There are many similar proteins and genes between different species, and science calls these “homologous” genes. In Greek, homo means similar, and logos means study of---so homology is a study of things that are similar--it has a wide range of other disciplines where this sort of word describes a lot of different things. But in biology, homology looks at those genes or bone shapes or molecules that are the same between different species. The genome of the malaria parasite has been sequenced, but to everyone’s surprise, there were far fewer homologous genes than are usually seen between a newly-discovered organism and other organisms whose genome has already been sequenced. All in all, we don’t really know much of what is going on, and what we know isn’t well understood. Not a good place to be when you’d like to design better drugs, that’s for sure. So, all the members of the Niles lab are working on ways to help science better understand malaria.

For a brief interlude, a history lesson. Clone comes from the Greek word klon, meaning twig. It dates back to the science of creating new hybrids of plants by literally tying twigs from one tree to an existing tree and seeing what happens...if it's successful, the plant blossoms, you can get cross-fertilization and end up with a new plant.
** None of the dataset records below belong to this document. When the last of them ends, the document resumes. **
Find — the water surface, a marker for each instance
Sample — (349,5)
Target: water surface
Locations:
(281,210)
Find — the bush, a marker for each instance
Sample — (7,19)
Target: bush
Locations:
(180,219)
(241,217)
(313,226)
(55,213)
Even though this has been going on for millennia, it is only lately that scientists have started to clone on the molecular level.
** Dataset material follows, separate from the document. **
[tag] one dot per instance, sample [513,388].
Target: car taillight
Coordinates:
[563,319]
Molecules are bits of atoms that are somehow bonded together. In this case, cloning on the molecular level means changing the DNA. Again, no crazy half-baby, half-lizard monstrosities here...we're talking about changing just a few DNA bases of the thousands that code for a specific gene that codes for a specific protein. But this isn't as easy as it sounds. Not by a long shot.

Science uses a suite of tools to help us change the DNA in a very specific and targeted manner in order for us to test for our desired outcome. We are, in effect, engineering the DNA (this is where the word genetic engineering comes in, by the way).
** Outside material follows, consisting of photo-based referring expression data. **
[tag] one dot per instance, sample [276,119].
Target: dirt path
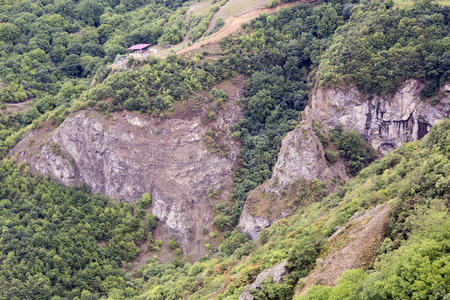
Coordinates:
[234,23]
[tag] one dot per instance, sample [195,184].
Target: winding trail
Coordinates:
[234,23]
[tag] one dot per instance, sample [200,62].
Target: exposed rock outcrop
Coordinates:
[358,242]
[275,273]
[385,123]
[127,154]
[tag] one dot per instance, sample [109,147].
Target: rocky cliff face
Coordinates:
[177,160]
[385,123]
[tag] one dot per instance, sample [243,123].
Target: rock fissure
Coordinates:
[385,123]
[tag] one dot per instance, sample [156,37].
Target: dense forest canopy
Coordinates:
[65,242]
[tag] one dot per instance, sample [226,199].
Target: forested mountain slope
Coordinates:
[269,126]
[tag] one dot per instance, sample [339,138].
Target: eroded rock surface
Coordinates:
[385,123]
[126,155]
[360,238]
[276,273]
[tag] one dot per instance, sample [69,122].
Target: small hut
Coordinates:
[139,48]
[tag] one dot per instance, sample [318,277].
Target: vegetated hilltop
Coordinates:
[370,75]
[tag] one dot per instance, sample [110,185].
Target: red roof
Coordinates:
[139,47]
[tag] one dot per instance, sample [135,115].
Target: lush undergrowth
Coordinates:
[413,260]
[382,46]
[66,242]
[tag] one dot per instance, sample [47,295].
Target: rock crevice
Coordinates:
[126,155]
[385,122]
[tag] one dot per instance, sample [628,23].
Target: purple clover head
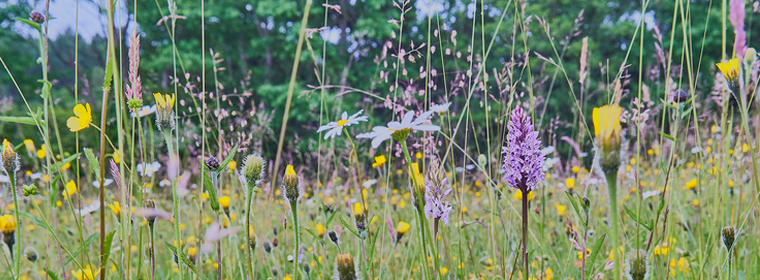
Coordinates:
[435,206]
[522,154]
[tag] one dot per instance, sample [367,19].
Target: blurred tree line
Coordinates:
[256,43]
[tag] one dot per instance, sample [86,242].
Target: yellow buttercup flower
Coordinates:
[116,156]
[224,201]
[69,189]
[730,71]
[85,274]
[379,161]
[7,224]
[358,209]
[415,176]
[570,183]
[164,101]
[164,111]
[560,209]
[607,125]
[691,184]
[402,227]
[320,230]
[82,118]
[29,144]
[42,152]
[115,208]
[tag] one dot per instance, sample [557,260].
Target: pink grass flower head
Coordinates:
[522,154]
[736,15]
[133,90]
[435,206]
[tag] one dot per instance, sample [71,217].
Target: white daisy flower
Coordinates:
[336,128]
[408,123]
[147,169]
[106,182]
[165,183]
[144,111]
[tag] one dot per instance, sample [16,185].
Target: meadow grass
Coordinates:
[671,193]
My current cloning troubles have dealt with restriction endonucleases, commonly called restriction enzymes in lab-speak. An enzyme is a protein that decreases the activation energy of a reaction. It does this by optimizing the way in which two molecules meet, or by providing a catalyst, or through many other means. Basically, it makes a reaction go forward. Restriction endonucleases are called such because they were originally found in bacteria and were able to selectively destroy foreign DNA so DNA destruction was restricted to that unwanted DNA. Endo means inside, and nuclease means that it cuts up DNA, so we have these enzymes that are able to cut a chunk of DNA. Cool, right?

[This is EcoRI (blue, red, and white) bound to DNA (lavender and light green) - from the Molecule of the Month portion of the Protein Databank]


[The DNA after the restriction endonucleas has cut it in half. See the excess bit of purple and green? Those are the sticky ends. If you have two matching sticky ends, you can effectively add in more DNA to the DNA sequence]

Even cooler is that each different restriction enzyme has a different recognition site, so they cut in a very specific place. For example, EcoRI (said eco (like the eco in ecology) RRR one; it tells you that the enzyme is from E. coli---yes, the kind in your stomach---the strain of E. coli, and the order in which it was discovered in the bacterium)


Very cool. Notice, also, that the recognition sequence is a palindrome (GAATTC on top, and on the bottom starting from the left, it's GAATTC as well).

Unfortunately, when you learn all this stuff the first time, no one tells you that efficiency is often not so good. Or the enzyme itself isn't very specific, and tends to cut other sites on the DNA that it is not supposed to. Bummer.

What I was attempting to clone was a new gene that had a portion of about 30 base pairs added in, and in this case, there was one cut I was making that just wasn't working out very well. But---finally. FINALLY. I have my clone. And now I can actually do some studies on this particular clone. Beautiful.

[also---it is Friday. Hallelujah. A weekend of blueberry and raspberry picking, candlepin bowling, teaching, and a concert at Jamaica Pond. Love it!]